Q: Where can I download all the data?
Given the size and evolving nature of the Data Commons knowledge graph, you cannot download all the data. You can download all the data pertaining to a specific subset of metrics (variables). You can use the Data Download Tool to download CSV files, or you can use the APIs to programmatically retrieve data in JSON format.
Q: How do we know if the data is accurate?
Data Commons provides an access mechanism to data, but cannot ensure accuracy. To provide as much context as possible, answers to queries will include the provenance (source of the data). The choice of which data to use is up to individuals. If you find something you think is in error, please file a bug in our issue tracker.
Q: How often is the data refreshed?
Different data sources refresh at different frequencies. We try to keep the data updated as the sources publish new versions of their data. If you see something out of date, please file a bug in our issue tracker.
Q: What are the SLAs / performance levels we can expect?
The service is provided on an as-is basis with no SLA or commitments on availability or uptime.
Q: How do I cite datacommons.org?
To cite charts and tools on this site, please use the following format.
Data Commons 2024, Data Commons, viewed 22 Dec 2024, <https://datacommons.org>.

If citing data from a particular dataset, e.g. CDC Places, then use:

Data Commons 2024, CDC Places, electronic dataset, Data Commons, viewed 22 Dec 2024, <https://datacommons.org>.

In both cases, please use the date you viewed the site (in the examples above, we used 22 Dec 2024).

Q: What are the usage rights of the data in Data Commons?
The Data Commons knowledge graph, and the compilation of the datasets is licensed under CC BY. The Data Commons REST API and the R, Python Libraries are released under Apache License 2.0. The data included in Data Commons come from different sources.

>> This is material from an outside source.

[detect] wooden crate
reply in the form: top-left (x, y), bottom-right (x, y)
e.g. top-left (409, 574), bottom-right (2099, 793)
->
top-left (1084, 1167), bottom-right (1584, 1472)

The data provenance is provided for all the data, including a link to the source. While we make every effort to obtain data from sources offering unrestricted usage of underlying data, terms of use of data may be subject to different licenses and terms of use, specified in the linked source of the data.
Q: Can my educational institution use Data Commons while complying with the Family Educational Rights Privacy Act (FERPA) and/or similar state privacy requirements?
Data Commons collects no personal information (PII), records, or private information from users and can be used in compliance with FERPA. For specific questions about FERPA compliance, please contact your organization’s legal counsel for advice.
Q: What data do you collect about me?
Data Commons uses Google Analytics to collect non-identifiable usage data to improve the product. We log all queries asked in the Search tool, but do not associate IP address or any other identifiers with the queries. We do use in-session cookies to be able to manage state.